• Der Berliner David Mewes nach seiner beachtlichen WM-Premiere - "Froh, dass es vorbei ist"

Sport : Der Berliner David Mewes nach seiner beachtlichen WM-Premiere - "Froh, dass es vorbei ist"

Frank Bachner

Der Morgen begann ziemlich hart. "Ich bin kaum die Treppen herunter gekommen", sagt David Mewes. Die linke Wade schmerzte seit dem Kugelstoßen, der dritten Disziplin, und deshalb hatte Mewes schon Angst, dass er vielleicht gar nicht durchkommen würde. So schlimm kann es dann doch nicht gewesen sein. Oder Mewes biß eben tapfer auf die Zähne. Am Ende, nach zehn Disziplinen, hatte er mit 8089 Punkten seine persönliche Bestleistung nur um 18 Punkte verfehlt, hatte Platz neun belegt und blickte nach dem 1500-m-Lauf ganz zufrieden.
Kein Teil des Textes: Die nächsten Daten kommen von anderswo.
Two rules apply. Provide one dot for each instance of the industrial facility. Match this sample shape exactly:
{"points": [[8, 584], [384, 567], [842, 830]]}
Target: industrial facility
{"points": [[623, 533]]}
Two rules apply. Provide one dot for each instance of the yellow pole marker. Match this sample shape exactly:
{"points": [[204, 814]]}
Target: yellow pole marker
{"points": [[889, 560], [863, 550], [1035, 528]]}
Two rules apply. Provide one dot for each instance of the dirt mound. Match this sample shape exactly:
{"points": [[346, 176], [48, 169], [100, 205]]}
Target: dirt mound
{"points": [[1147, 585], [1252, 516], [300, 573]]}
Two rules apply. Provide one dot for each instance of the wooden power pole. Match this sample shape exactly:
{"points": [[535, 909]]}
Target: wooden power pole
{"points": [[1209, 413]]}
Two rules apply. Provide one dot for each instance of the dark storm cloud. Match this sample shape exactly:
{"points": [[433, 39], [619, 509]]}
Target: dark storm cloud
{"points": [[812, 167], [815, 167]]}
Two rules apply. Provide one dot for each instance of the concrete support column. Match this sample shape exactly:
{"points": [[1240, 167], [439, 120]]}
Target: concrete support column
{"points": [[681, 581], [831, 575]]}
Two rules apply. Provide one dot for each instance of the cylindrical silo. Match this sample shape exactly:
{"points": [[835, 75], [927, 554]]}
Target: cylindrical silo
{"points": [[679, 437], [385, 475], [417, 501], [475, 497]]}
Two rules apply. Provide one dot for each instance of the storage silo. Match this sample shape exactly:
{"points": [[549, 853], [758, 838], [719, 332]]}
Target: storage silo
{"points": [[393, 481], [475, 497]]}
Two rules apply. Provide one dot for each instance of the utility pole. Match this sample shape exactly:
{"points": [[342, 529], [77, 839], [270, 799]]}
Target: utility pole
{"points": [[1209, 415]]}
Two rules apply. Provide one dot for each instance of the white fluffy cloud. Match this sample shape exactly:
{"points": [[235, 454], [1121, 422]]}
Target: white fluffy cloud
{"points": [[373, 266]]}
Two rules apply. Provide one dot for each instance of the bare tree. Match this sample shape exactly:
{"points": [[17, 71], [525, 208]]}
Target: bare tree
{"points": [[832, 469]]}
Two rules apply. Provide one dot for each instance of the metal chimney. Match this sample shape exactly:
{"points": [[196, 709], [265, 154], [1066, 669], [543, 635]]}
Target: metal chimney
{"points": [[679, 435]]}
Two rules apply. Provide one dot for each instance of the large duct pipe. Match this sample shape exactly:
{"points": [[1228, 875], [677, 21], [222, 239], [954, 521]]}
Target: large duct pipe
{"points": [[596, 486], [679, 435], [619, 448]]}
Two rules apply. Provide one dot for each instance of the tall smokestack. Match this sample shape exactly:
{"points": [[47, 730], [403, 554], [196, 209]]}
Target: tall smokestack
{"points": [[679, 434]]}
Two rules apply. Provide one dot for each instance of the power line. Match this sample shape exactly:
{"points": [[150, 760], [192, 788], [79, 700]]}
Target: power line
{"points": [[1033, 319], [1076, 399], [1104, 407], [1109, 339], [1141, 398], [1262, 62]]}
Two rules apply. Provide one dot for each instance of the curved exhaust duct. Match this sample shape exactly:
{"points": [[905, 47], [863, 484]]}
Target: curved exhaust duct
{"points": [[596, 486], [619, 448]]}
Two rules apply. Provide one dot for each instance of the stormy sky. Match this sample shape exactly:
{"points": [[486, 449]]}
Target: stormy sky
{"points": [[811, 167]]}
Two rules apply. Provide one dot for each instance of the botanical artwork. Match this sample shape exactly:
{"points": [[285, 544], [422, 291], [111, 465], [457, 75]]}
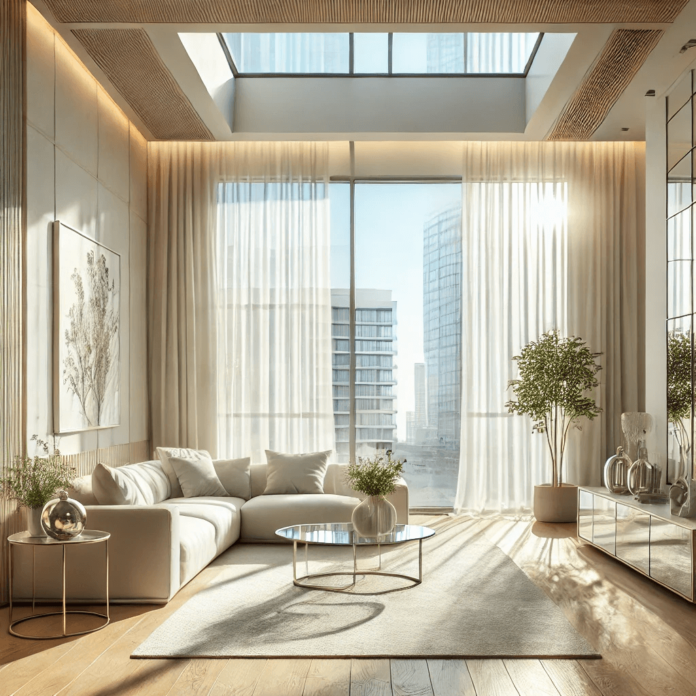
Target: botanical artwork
{"points": [[87, 340]]}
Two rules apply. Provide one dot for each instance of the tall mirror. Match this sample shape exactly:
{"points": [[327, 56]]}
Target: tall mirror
{"points": [[680, 278]]}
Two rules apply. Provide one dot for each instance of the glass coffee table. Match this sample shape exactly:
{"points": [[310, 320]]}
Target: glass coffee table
{"points": [[343, 534]]}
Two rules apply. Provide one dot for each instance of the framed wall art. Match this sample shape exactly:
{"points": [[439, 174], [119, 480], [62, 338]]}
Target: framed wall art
{"points": [[87, 332]]}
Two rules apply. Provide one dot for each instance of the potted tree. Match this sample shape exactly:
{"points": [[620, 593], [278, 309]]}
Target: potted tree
{"points": [[554, 375]]}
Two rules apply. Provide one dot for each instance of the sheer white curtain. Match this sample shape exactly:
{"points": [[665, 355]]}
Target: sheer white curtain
{"points": [[552, 238], [239, 297], [274, 341]]}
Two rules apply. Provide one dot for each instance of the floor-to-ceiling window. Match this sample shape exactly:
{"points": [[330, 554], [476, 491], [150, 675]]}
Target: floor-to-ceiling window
{"points": [[407, 260]]}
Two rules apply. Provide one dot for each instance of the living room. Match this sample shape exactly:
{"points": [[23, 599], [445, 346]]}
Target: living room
{"points": [[352, 345]]}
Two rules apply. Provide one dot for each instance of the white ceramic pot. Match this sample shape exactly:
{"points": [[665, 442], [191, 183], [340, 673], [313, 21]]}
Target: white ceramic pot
{"points": [[374, 517], [34, 522], [556, 504]]}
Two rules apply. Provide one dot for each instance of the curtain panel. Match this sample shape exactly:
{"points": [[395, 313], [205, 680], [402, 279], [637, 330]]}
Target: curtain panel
{"points": [[239, 298], [553, 238]]}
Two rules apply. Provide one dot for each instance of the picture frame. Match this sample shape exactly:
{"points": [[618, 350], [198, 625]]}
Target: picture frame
{"points": [[86, 333]]}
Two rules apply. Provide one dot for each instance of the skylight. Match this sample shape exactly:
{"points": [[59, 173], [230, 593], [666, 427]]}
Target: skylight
{"points": [[255, 54]]}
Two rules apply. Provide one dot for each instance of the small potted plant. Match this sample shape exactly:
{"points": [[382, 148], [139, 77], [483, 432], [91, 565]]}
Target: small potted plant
{"points": [[554, 375], [33, 481], [376, 478]]}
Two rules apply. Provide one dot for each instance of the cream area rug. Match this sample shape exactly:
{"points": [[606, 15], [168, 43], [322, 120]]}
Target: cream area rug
{"points": [[474, 602]]}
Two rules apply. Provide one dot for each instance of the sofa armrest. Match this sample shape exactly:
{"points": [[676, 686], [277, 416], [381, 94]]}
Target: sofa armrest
{"points": [[336, 483], [144, 553]]}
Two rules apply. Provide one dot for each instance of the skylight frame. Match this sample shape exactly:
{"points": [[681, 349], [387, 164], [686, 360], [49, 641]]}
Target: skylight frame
{"points": [[390, 73]]}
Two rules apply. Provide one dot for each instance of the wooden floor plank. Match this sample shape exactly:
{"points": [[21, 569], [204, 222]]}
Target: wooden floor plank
{"points": [[450, 677], [85, 651], [283, 678], [491, 678], [569, 678], [410, 678], [328, 678], [238, 677], [370, 678], [198, 678], [529, 678]]}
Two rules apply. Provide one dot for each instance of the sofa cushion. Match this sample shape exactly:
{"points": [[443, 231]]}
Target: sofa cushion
{"points": [[295, 473], [261, 516], [235, 476], [165, 452], [197, 477], [133, 484], [224, 514], [197, 546]]}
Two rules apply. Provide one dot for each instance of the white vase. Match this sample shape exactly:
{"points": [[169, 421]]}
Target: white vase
{"points": [[374, 517], [34, 522]]}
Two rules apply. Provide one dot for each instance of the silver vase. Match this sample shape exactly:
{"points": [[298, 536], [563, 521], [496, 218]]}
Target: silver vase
{"points": [[616, 472], [374, 517], [34, 522], [63, 518]]}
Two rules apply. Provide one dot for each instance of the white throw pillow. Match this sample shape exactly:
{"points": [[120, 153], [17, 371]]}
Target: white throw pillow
{"points": [[197, 477], [164, 453], [295, 473], [235, 476], [133, 484]]}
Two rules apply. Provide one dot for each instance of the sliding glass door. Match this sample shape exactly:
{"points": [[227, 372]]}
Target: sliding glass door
{"points": [[407, 332]]}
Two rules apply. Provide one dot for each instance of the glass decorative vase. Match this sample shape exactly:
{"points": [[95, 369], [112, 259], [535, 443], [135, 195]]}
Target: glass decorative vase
{"points": [[635, 426], [34, 522], [643, 477], [616, 472], [63, 518], [374, 517]]}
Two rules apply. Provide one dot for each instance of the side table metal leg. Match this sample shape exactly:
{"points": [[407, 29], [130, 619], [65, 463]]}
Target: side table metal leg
{"points": [[11, 580], [108, 615], [65, 621]]}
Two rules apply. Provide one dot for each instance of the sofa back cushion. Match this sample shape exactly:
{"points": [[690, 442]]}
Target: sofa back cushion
{"points": [[295, 473], [334, 481], [183, 452], [133, 484]]}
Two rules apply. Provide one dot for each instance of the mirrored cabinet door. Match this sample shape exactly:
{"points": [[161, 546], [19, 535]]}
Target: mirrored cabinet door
{"points": [[604, 523], [633, 537], [670, 555], [585, 510]]}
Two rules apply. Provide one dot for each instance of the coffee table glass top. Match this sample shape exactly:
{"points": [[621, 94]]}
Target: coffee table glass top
{"points": [[342, 534]]}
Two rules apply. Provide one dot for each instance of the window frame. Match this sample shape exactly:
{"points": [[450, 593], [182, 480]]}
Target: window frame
{"points": [[351, 62]]}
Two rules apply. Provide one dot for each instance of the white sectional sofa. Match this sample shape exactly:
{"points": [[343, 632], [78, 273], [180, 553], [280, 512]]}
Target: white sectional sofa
{"points": [[160, 545]]}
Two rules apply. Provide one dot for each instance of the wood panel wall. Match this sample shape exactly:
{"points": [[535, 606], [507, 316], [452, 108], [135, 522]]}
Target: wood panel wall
{"points": [[12, 240]]}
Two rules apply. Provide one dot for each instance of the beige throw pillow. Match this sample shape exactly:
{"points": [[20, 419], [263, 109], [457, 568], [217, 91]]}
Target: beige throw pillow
{"points": [[235, 476], [133, 484], [164, 453], [295, 473], [197, 477]]}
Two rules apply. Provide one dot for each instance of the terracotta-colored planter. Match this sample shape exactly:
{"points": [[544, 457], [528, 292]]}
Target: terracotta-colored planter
{"points": [[559, 504]]}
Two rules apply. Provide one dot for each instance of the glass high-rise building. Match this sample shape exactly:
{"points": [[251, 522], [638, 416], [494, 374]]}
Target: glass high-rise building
{"points": [[375, 375], [442, 325]]}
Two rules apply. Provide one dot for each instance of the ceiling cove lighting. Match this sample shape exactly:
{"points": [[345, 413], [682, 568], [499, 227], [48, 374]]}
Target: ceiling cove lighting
{"points": [[364, 54]]}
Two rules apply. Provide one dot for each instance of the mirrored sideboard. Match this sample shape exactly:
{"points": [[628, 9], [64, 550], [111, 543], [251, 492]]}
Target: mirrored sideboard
{"points": [[647, 538]]}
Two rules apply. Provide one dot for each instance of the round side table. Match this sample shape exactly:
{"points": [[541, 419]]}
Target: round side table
{"points": [[87, 537]]}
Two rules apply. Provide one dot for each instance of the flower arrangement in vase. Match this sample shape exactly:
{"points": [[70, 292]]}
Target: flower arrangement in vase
{"points": [[375, 478], [33, 481]]}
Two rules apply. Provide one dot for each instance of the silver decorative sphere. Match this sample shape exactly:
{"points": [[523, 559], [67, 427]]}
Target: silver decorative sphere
{"points": [[63, 518]]}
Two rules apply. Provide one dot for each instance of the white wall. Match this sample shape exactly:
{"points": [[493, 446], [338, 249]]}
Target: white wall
{"points": [[87, 167]]}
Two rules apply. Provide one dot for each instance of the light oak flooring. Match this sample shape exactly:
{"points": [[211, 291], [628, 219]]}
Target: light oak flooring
{"points": [[646, 634]]}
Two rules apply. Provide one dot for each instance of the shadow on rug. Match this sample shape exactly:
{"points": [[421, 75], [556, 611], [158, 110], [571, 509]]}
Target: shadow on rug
{"points": [[474, 603]]}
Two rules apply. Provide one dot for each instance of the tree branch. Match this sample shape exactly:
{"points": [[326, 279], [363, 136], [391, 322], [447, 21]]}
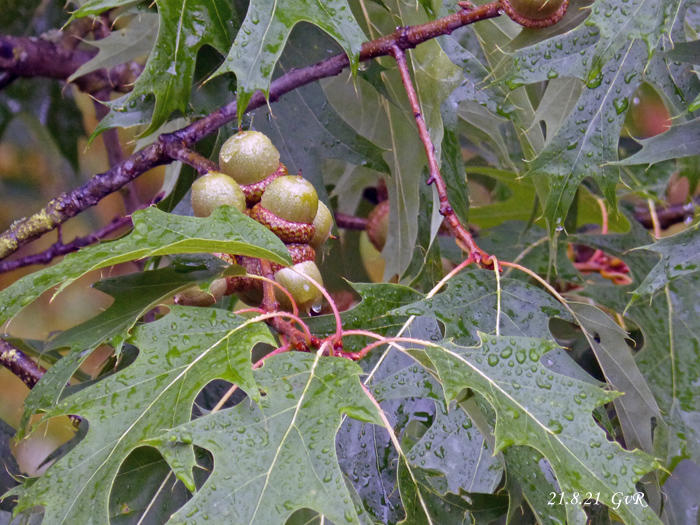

"Es ist ein Supergefühl. Ich bin froh, dass es vorbei ist, aber den Moment, als ich durchs Ziel kam, möchte ich eigentlich festhalten", erzählte Mewes. Platz neun beim ersten Auftritt bei einer Top-Veranstaltung, das ist eine starke Leistung. Doch die deutsche Zehnkampfbilanz fällt nicht nur positiv aus, weil die beiden anderen Deutschen Frank Busemann und Klaus Isekenmeier verletzt auschieden. Mewes jedoch absolvierte seinen Wettkampf und er absolvierte ihn beachtlich. Über 100 m lief der 22-Jährige vom OSC Berlin in 11,25 Sekunden persönliche Bestzeit, und im Speerwerfen erzielte er seine zweitbeste Leistung (63,04 m). Nur das Diskuswerfen "enttäuschte mich". Auf 44,49 Meter schleuderte er die Scheibe, und danach "hätte ich eigentlich mehr Risiko eingehen müssen." Doch das ist verzeihlich, es war seine erste Weltmeisterschaft.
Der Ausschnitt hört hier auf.